自己という生物学的状態を生じるには、多数の脳システムのみならず、多数の身体システムが全面的に機能していなければならない。脊髄損傷患者は、脳と身体の往来が部分的にブロックされていると心の状態に変化が生じる。

身体がない場合、それから来る刺激によってなされていたはずの身体状態の誘発や調整は停止し、結果として生きているという感覚の基盤が形成されない。

「もし末端神経レベルでのインプット信号を形成することができれば、その『桶の中の脳』も正常な心を持つのではないか」という議論もあるかもしれない。
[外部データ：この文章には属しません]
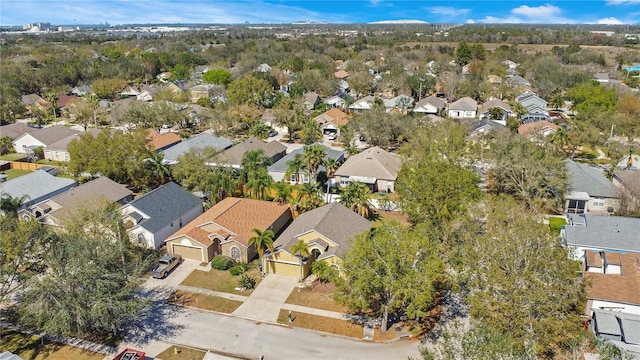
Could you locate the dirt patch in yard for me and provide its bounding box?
[286,282,349,313]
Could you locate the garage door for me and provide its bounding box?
[171,244,202,261]
[269,261,300,278]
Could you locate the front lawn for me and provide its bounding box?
[0,330,105,360]
[286,282,349,313]
[156,346,207,360]
[172,290,242,314]
[181,260,262,296]
[3,169,31,180]
[278,310,364,339]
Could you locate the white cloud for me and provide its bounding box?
[596,17,624,25]
[511,4,562,19]
[427,6,469,16]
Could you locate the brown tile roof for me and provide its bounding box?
[584,251,640,305]
[168,197,290,245]
[314,108,351,126]
[147,129,182,150]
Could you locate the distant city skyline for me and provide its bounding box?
[0,0,640,26]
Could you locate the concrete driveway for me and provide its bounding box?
[233,274,298,323]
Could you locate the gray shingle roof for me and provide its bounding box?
[164,133,233,162]
[0,170,77,208]
[129,182,202,233]
[565,159,620,198]
[273,203,371,259]
[268,145,344,172]
[563,214,640,253]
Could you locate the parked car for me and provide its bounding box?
[151,254,182,279]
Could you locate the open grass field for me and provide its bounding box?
[0,330,105,360]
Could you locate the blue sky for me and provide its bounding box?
[0,0,640,25]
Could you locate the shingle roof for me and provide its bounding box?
[268,145,344,172]
[449,96,478,111]
[167,197,290,245]
[563,214,640,253]
[273,202,372,259]
[336,146,402,180]
[565,159,620,198]
[219,137,287,165]
[164,133,233,161]
[128,182,202,233]
[0,170,76,207]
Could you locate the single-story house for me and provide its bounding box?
[313,108,351,135]
[216,137,287,169]
[12,125,78,154]
[334,146,402,192]
[413,96,447,115]
[120,182,203,249]
[565,159,620,214]
[447,96,478,119]
[166,197,292,262]
[262,202,372,279]
[0,170,78,214]
[267,145,344,184]
[163,132,233,165]
[19,176,133,226]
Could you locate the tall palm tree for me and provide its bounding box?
[249,229,276,258]
[340,181,375,219]
[302,144,327,182]
[285,154,304,185]
[0,194,29,217]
これは確かに何かしらかの心を持つかも知れないが、それは結局「身体型のインプット」のために身体の代用物を作り上げることに他ならない、とのこと。

 

 

 

 

 

 

・硬貨

テレビを観ていたら本郷奏多が出ていた。彼は潔癖症らしく「誰が触ったかわからないものに触りたくない。例えば電車のつり革だったり、硬貨なんかも」と言っていた。

それを聞いて神社での賽銭の投げ方について思い出した。信仰と崇拝の対象であるはずの神様に向かって、小銭を投げ入れるのは、無礼なのではないか、という疑問。

調べると、硬貨には、人々の厄災や罪穢れをよく吸収する装置、としての意味があるらしい。例えばトレビの泉や綺麗な池に小銭が投げ入れられるのは、一種の厄払い的な意味合いがある訳だ。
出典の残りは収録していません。